A joint investigation by the Greater Manchester Police alongside the Health and Safety Executive (HSE) looked into the circumstances surrounding Edge’s death.
It was heard in court how MA Excavations Ltd, contracted out the work to brothers Christopher and Robert ‘James’ Brown, directors at SR and RJ Brown Limited.
Mark Aspin, director at MA Excavations Ltd said he believed the Browns were ‘competent’ and could complete the job safely, but the court heard he did not check their qualifications.
Manchester Evening News reported that Robert ‘James’ Brown composed a ‘grossly inadequate’ risk assessment before the job which he did not show to anyone. After the accident, he then typed up another risk assessment, which should have been done beforehand.
Peter Heap, 34, who had been working alongside Edge was asked by Christopher Brown, 25, to go home and collect harnesses to make it look like the accident was Edge’s fault, because he had not worn safety equipment.

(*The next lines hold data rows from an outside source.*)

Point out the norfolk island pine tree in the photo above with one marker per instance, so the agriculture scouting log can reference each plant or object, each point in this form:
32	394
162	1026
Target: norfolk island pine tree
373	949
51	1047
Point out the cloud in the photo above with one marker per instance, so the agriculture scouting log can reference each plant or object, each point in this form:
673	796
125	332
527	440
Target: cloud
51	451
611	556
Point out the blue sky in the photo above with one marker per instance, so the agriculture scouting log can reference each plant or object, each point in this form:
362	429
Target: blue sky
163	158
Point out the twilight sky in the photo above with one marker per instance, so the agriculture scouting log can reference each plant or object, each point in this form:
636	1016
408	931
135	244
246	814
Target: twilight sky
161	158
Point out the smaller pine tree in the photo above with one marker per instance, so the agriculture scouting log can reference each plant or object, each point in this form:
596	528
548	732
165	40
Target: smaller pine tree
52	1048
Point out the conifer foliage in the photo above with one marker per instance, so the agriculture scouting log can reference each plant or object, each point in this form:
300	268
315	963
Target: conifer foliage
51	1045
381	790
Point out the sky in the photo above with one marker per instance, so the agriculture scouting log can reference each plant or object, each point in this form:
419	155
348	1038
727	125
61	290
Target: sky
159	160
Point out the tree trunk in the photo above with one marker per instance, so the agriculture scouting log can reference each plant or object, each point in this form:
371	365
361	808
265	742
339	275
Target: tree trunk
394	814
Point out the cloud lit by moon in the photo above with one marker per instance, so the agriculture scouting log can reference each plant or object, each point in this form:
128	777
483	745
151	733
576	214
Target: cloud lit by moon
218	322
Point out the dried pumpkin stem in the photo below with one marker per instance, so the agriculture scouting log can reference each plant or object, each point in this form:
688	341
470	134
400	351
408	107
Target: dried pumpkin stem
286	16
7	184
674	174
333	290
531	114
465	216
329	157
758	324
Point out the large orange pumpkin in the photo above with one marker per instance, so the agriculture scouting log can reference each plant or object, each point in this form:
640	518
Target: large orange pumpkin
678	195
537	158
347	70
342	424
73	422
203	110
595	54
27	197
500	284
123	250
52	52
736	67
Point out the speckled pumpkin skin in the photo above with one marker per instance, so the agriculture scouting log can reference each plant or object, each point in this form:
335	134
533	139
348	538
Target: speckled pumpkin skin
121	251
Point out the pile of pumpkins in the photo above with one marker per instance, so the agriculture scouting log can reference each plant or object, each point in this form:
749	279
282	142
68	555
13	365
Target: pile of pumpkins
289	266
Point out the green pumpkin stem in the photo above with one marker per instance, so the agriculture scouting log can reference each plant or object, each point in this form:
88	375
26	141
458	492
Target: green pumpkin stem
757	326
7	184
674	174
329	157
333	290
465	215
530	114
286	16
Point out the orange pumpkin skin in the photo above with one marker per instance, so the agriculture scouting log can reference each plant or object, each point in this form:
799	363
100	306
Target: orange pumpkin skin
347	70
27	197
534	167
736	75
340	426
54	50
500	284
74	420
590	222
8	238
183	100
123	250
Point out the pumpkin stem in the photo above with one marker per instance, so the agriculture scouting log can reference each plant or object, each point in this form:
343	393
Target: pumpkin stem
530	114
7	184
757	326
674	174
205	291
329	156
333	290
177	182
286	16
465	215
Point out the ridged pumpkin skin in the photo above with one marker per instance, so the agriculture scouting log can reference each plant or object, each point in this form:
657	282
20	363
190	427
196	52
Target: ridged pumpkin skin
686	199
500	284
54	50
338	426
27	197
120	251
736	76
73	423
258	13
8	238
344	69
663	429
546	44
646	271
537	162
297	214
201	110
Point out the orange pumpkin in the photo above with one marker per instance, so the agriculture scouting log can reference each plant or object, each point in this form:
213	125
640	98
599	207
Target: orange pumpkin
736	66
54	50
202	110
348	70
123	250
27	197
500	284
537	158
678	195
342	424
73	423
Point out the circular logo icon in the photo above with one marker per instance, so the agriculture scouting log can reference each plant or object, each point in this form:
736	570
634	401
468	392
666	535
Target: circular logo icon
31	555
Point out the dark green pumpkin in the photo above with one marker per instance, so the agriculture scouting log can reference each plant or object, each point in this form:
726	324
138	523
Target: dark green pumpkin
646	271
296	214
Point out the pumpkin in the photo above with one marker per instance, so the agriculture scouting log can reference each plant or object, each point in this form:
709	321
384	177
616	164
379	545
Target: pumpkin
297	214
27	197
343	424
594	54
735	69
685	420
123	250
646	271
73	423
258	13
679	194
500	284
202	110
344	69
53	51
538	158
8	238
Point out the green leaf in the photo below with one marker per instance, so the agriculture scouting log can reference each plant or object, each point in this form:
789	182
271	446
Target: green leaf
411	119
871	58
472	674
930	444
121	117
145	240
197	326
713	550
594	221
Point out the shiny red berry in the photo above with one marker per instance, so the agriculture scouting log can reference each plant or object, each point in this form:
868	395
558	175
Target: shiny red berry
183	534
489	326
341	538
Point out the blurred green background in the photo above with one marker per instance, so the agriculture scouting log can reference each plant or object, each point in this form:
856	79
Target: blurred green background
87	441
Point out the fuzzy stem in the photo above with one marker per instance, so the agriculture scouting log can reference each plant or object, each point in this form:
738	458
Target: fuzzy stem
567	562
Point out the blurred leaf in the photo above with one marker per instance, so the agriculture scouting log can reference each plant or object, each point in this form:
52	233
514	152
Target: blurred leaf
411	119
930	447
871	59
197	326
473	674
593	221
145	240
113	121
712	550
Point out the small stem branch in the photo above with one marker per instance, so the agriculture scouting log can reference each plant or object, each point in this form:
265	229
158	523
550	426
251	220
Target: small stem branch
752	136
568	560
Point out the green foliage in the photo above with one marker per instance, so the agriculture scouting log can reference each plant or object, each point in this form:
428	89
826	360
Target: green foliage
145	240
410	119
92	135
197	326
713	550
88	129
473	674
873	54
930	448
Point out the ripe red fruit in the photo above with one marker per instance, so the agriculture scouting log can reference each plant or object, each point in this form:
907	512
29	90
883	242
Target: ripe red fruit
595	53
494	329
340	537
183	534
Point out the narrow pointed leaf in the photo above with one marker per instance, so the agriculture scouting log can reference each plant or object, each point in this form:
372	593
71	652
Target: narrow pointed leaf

SR and RJ Brown Limited, of which brothers Christopher and Robert Brown are directors, was fined £300,000 at Manchester Crown Court after admitting corporate manslaughter.
Christopher Brown and Robert Brown pleaded guilty to perverting the course of justice and two counts of health and safety breaches. They were jailed for 20 months. A count of manslaughter for the brothers is to lie on file.
Mark Aspin, 37, was sentenced to a year in jail after admitting health and safety offences. MA Excavations Ltd, of Garden Street, Ramsbottom, which contracted out the work – was fined £75,000 after pleading guilty to two health and safety breaches.
Employee Peter Heap, 34, was spared jail after he followed orders to bring safety harnesses to the site after his colleague had fallen to try to conceal what had happened. His four-month sentence for perverting the course of justice, which he had admitted, was suspended for two years.